Automated Lip Syncing

Richard Kain · Sep 2012

About a month ago, I started looking for a lip-syncing solution that I wouldn't have to break the bank over. I had cooked up a script for Unity that would read a text document with lip-sync timings, and then automatically animate a character's mouth based on pre-defined functions. But the process of actually figuring out the lip-sync timings was taking too bloody long. So I searched once again for an affordable solution.

At the end of the day, I couldn't really find an affordable solution. One of the cheaper alternatives was the lip-sync tool in the Source engine. But that program is just designed to work with Source. Annosoft has a decent tool, and I was able to test the demo for it. But that software costs $500 for one license, and I really didn't feel like dropping that much money. I actually tried using the Windows SAPI libraries to cook up my own solution, but the basic version doesn't give you access to individual phonemes, and isn't terribly accurate besides.

Eventually, I settled on a bit of a compromise. I found that the Annosoft SAPI Command-Line tool worked as I needed it to, but the usability was awful. (it is a command-line program, after all) So I decided to cook up a GUI front-end for this command-line program. After a week or two, I have a beta ready.

LipSync GUI program

I would really appreciate if anyone would give it a quick look-see and confirm that it works.

monster · Sep 2012

That's really cool man. It works great for me. Makes me want to lip sync.

Richard Kain · Sep 2012

Thanks monster, I appreciate the assistance. Feel free to use it however you want. I'm going to polish up the software a bit before I consider it done. I want to add a batch processing feature that will let the user select a folder and automatically process all the wave files in it. Already made some progress on that, actually.

I'll post an update when I'm closer to the end, and I'll probably have an example of the results being used practically. Hopefully someone else will find this tool useful.

Mark Dygert · Sep 2012

It seems to be working fine from what I can tell. I don't have a way to pipe it into morph targets so I can't check its timing or phoneme picking.

But this might be VERY useful to me.

I do a lot of lip sync, about 30-60min per game and we do 2 games a year. The sync doesn't take that much effort (we do it by hand) but any time we can shave off of animating the face we can spend on animating the body.

We used Dio-Matic's Voice O-Matic for a while after trying out various tools, Anosoft's tool was the best 3rd party software we found. I liked it, but it was a separate app and the pipeline was too convoluted to be useful. I liked that VOM was integrated right into max and had similar functionality where it processed raw sound files (which is hit and miss, more miss than hit actually...).
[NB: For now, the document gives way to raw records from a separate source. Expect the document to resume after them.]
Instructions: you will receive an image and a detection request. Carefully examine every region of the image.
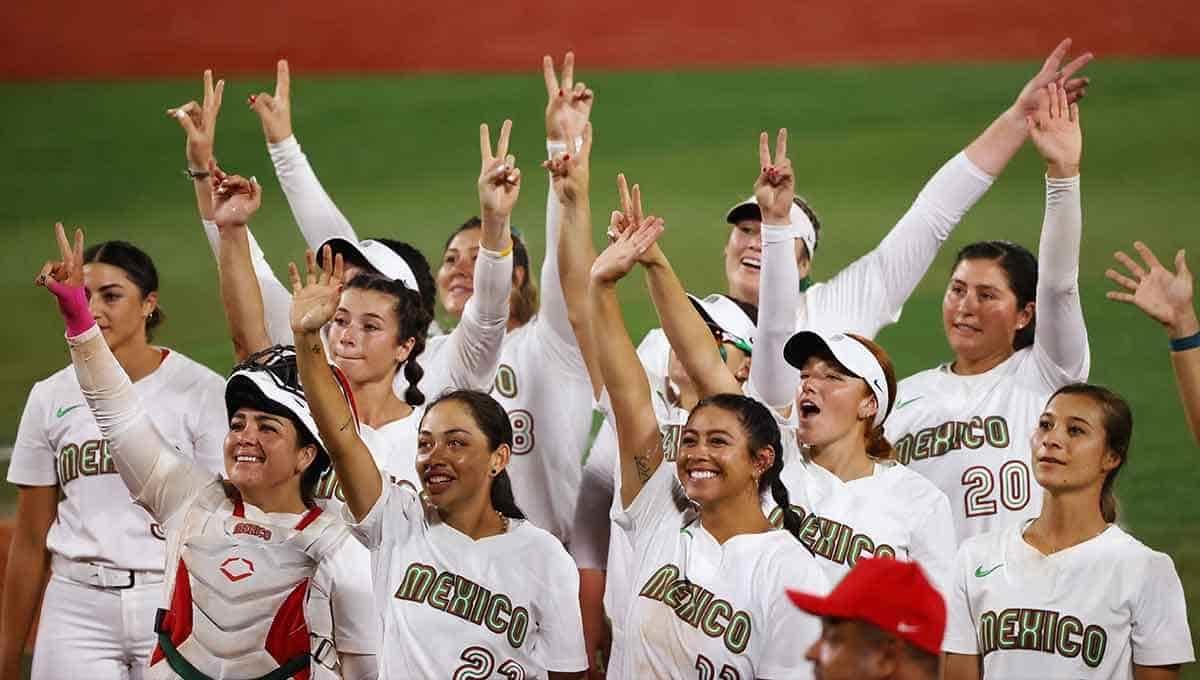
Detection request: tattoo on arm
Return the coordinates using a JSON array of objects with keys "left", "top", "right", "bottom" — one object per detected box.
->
[
  {"left": 339, "top": 416, "right": 354, "bottom": 432},
  {"left": 634, "top": 453, "right": 654, "bottom": 482},
  {"left": 310, "top": 343, "right": 322, "bottom": 354}
]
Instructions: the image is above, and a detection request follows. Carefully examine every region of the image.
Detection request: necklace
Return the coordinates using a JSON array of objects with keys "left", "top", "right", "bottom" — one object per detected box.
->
[{"left": 497, "top": 510, "right": 510, "bottom": 534}]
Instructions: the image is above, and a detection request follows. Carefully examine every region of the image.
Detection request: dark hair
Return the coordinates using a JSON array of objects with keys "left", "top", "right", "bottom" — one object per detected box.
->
[
  {"left": 82, "top": 241, "right": 164, "bottom": 340},
  {"left": 325, "top": 238, "right": 437, "bottom": 324},
  {"left": 422, "top": 389, "right": 526, "bottom": 520},
  {"left": 951, "top": 241, "right": 1039, "bottom": 351},
  {"left": 688, "top": 393, "right": 803, "bottom": 542},
  {"left": 344, "top": 272, "right": 433, "bottom": 407},
  {"left": 224, "top": 377, "right": 329, "bottom": 505},
  {"left": 851, "top": 620, "right": 940, "bottom": 676},
  {"left": 445, "top": 217, "right": 539, "bottom": 326},
  {"left": 1047, "top": 383, "right": 1133, "bottom": 523}
]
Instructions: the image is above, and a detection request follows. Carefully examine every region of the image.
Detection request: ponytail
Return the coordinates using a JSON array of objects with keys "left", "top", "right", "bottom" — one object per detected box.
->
[
  {"left": 769, "top": 475, "right": 803, "bottom": 541},
  {"left": 865, "top": 425, "right": 895, "bottom": 461},
  {"left": 490, "top": 469, "right": 526, "bottom": 521}
]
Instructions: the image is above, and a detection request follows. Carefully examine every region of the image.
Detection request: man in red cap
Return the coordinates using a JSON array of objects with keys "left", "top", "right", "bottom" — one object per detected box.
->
[{"left": 787, "top": 557, "right": 944, "bottom": 680}]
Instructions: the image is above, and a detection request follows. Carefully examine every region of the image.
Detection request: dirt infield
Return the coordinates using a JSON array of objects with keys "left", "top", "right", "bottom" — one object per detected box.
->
[{"left": 2, "top": 0, "right": 1198, "bottom": 80}]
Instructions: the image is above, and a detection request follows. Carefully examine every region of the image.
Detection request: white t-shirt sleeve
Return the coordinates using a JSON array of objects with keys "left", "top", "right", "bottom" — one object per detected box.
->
[
  {"left": 569, "top": 432, "right": 616, "bottom": 570},
  {"left": 323, "top": 540, "right": 382, "bottom": 655},
  {"left": 760, "top": 556, "right": 828, "bottom": 679},
  {"left": 1030, "top": 175, "right": 1090, "bottom": 390},
  {"left": 908, "top": 489, "right": 957, "bottom": 596},
  {"left": 1130, "top": 552, "right": 1195, "bottom": 666},
  {"left": 8, "top": 381, "right": 58, "bottom": 486},
  {"left": 267, "top": 135, "right": 361, "bottom": 249},
  {"left": 942, "top": 541, "right": 981, "bottom": 654},
  {"left": 613, "top": 459, "right": 681, "bottom": 542},
  {"left": 533, "top": 542, "right": 589, "bottom": 672},
  {"left": 343, "top": 471, "right": 422, "bottom": 551},
  {"left": 810, "top": 151, "right": 994, "bottom": 337},
  {"left": 189, "top": 369, "right": 230, "bottom": 476}
]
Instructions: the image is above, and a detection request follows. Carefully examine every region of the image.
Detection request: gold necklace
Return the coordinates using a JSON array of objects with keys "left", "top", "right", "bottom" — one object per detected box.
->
[{"left": 497, "top": 510, "right": 510, "bottom": 534}]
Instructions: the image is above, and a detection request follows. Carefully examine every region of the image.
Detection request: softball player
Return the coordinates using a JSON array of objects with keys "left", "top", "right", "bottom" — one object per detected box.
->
[
  {"left": 3, "top": 236, "right": 226, "bottom": 680},
  {"left": 885, "top": 82, "right": 1090, "bottom": 544},
  {"left": 34, "top": 224, "right": 376, "bottom": 679},
  {"left": 247, "top": 57, "right": 594, "bottom": 543},
  {"left": 587, "top": 210, "right": 827, "bottom": 679},
  {"left": 292, "top": 250, "right": 587, "bottom": 678},
  {"left": 943, "top": 384, "right": 1194, "bottom": 679}
]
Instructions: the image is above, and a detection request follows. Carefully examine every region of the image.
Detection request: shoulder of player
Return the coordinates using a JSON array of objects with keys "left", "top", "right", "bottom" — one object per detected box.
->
[
  {"left": 1093, "top": 526, "right": 1174, "bottom": 570},
  {"left": 874, "top": 462, "right": 951, "bottom": 505},
  {"left": 504, "top": 521, "right": 576, "bottom": 572},
  {"left": 156, "top": 348, "right": 225, "bottom": 390}
]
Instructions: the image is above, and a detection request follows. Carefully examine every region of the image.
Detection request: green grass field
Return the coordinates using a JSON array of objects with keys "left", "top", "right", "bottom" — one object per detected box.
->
[{"left": 2, "top": 59, "right": 1198, "bottom": 669}]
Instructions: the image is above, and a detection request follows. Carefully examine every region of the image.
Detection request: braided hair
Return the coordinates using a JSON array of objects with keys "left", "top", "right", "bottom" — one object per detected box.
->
[{"left": 344, "top": 272, "right": 433, "bottom": 407}]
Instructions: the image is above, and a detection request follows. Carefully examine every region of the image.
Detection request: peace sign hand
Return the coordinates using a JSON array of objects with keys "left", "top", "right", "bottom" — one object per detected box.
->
[
  {"left": 250, "top": 59, "right": 294, "bottom": 144},
  {"left": 36, "top": 222, "right": 85, "bottom": 292},
  {"left": 209, "top": 161, "right": 263, "bottom": 228},
  {"left": 167, "top": 69, "right": 225, "bottom": 170},
  {"left": 288, "top": 245, "right": 346, "bottom": 334},
  {"left": 754, "top": 128, "right": 794, "bottom": 224},
  {"left": 1106, "top": 241, "right": 1198, "bottom": 338},
  {"left": 591, "top": 211, "right": 665, "bottom": 286},
  {"left": 1013, "top": 38, "right": 1092, "bottom": 120},
  {"left": 543, "top": 52, "right": 594, "bottom": 142},
  {"left": 478, "top": 119, "right": 521, "bottom": 219},
  {"left": 543, "top": 121, "right": 593, "bottom": 205}
]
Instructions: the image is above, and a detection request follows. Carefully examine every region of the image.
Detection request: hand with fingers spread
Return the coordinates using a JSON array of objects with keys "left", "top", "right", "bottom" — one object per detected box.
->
[
  {"left": 1106, "top": 242, "right": 1197, "bottom": 339},
  {"left": 591, "top": 209, "right": 665, "bottom": 286},
  {"left": 209, "top": 161, "right": 263, "bottom": 229},
  {"left": 35, "top": 223, "right": 93, "bottom": 335},
  {"left": 167, "top": 69, "right": 225, "bottom": 171},
  {"left": 754, "top": 128, "right": 794, "bottom": 224},
  {"left": 543, "top": 51, "right": 594, "bottom": 142},
  {"left": 1012, "top": 38, "right": 1092, "bottom": 121},
  {"left": 478, "top": 119, "right": 521, "bottom": 221},
  {"left": 249, "top": 59, "right": 294, "bottom": 144},
  {"left": 1027, "top": 82, "right": 1082, "bottom": 177},
  {"left": 543, "top": 122, "right": 593, "bottom": 205},
  {"left": 288, "top": 245, "right": 346, "bottom": 334}
]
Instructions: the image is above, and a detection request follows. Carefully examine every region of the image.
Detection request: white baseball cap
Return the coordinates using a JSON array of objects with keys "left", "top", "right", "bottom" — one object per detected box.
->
[
  {"left": 319, "top": 238, "right": 420, "bottom": 293},
  {"left": 725, "top": 196, "right": 817, "bottom": 258},
  {"left": 783, "top": 331, "right": 891, "bottom": 428},
  {"left": 687, "top": 293, "right": 755, "bottom": 349}
]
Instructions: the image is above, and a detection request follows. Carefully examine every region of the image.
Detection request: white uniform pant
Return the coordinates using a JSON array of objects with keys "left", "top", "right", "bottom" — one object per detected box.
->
[{"left": 31, "top": 574, "right": 160, "bottom": 680}]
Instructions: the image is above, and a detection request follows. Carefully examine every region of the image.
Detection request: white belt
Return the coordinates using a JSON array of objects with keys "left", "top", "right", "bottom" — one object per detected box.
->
[{"left": 52, "top": 556, "right": 164, "bottom": 590}]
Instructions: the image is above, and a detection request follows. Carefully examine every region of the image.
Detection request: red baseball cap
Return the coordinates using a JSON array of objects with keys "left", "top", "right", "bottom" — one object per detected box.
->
[{"left": 785, "top": 558, "right": 946, "bottom": 654}]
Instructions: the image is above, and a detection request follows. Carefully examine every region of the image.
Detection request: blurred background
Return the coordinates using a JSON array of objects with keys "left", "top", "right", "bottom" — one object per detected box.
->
[{"left": 2, "top": 0, "right": 1198, "bottom": 674}]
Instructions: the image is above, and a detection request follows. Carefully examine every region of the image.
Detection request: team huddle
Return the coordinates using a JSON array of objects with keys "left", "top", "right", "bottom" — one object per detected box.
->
[{"left": 2, "top": 38, "right": 1197, "bottom": 680}]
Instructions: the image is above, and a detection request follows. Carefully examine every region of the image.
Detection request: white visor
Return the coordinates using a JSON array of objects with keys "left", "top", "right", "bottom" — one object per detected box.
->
[
  {"left": 687, "top": 293, "right": 755, "bottom": 348},
  {"left": 783, "top": 331, "right": 891, "bottom": 428},
  {"left": 319, "top": 238, "right": 421, "bottom": 293},
  {"left": 725, "top": 196, "right": 817, "bottom": 259}
]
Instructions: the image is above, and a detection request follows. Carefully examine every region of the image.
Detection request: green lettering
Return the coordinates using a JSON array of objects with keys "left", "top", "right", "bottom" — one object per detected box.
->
[
  {"left": 428, "top": 572, "right": 454, "bottom": 610},
  {"left": 724, "top": 611, "right": 752, "bottom": 655},
  {"left": 1057, "top": 615, "right": 1082, "bottom": 658},
  {"left": 394, "top": 563, "right": 436, "bottom": 602},
  {"left": 485, "top": 594, "right": 512, "bottom": 635},
  {"left": 700, "top": 599, "right": 731, "bottom": 638},
  {"left": 1081, "top": 625, "right": 1107, "bottom": 668},
  {"left": 639, "top": 564, "right": 679, "bottom": 601},
  {"left": 506, "top": 607, "right": 529, "bottom": 648}
]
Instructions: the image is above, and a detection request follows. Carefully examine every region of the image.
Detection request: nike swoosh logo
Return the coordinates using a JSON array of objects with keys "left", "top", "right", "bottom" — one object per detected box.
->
[
  {"left": 975, "top": 563, "right": 1003, "bottom": 578},
  {"left": 895, "top": 396, "right": 924, "bottom": 410},
  {"left": 897, "top": 622, "right": 920, "bottom": 633},
  {"left": 56, "top": 404, "right": 84, "bottom": 418}
]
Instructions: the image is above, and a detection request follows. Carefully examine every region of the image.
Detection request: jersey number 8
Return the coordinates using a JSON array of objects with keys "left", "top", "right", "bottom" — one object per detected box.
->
[{"left": 961, "top": 461, "right": 1031, "bottom": 517}]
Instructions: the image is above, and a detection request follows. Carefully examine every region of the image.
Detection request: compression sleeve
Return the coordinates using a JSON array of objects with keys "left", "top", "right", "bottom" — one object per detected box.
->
[
  {"left": 538, "top": 139, "right": 576, "bottom": 347},
  {"left": 66, "top": 326, "right": 214, "bottom": 522},
  {"left": 748, "top": 223, "right": 802, "bottom": 410},
  {"left": 812, "top": 151, "right": 995, "bottom": 337},
  {"left": 202, "top": 220, "right": 295, "bottom": 347},
  {"left": 428, "top": 248, "right": 512, "bottom": 392},
  {"left": 268, "top": 135, "right": 360, "bottom": 249},
  {"left": 1032, "top": 175, "right": 1090, "bottom": 387}
]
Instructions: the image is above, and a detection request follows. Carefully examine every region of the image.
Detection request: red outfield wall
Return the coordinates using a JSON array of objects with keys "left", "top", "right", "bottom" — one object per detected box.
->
[{"left": 2, "top": 0, "right": 1198, "bottom": 80}]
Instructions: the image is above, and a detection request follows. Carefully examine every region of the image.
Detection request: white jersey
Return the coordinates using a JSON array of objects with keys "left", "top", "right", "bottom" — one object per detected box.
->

You could input text but there was no control for timing and spacing so it botches it pretty good when you use text... We scraped VOM and do it by hand because cleaning it up took just as long as doing it right by hand.

I wish VOM was able to read the timing that you are spitting out, or I had a way to map it directly to the morph target tracks in max... humm... I might have to carve out some time to see if I can get that hooked up...

What are the numbers it is spitting out next to the phonemes, frames, ticks, milliseconds? It would be helpful if there was a option to set the FPS or ticks frames, ect...

Richard Kain · Sep 2012

Mark Dygert wrote: »

What are the numbers it is spitting out next to the phonemes, frames, ticks, milliseconds? It would be helpful if there was a option to set the FPS or ticks frames, ect...

I'm glad to hear that it is working for you. The results you get from this program when using just the audio are a bit hit-and-miss. But I've found that the results you get from using text transcription are almost spot-on. (which is why I wanted to use it)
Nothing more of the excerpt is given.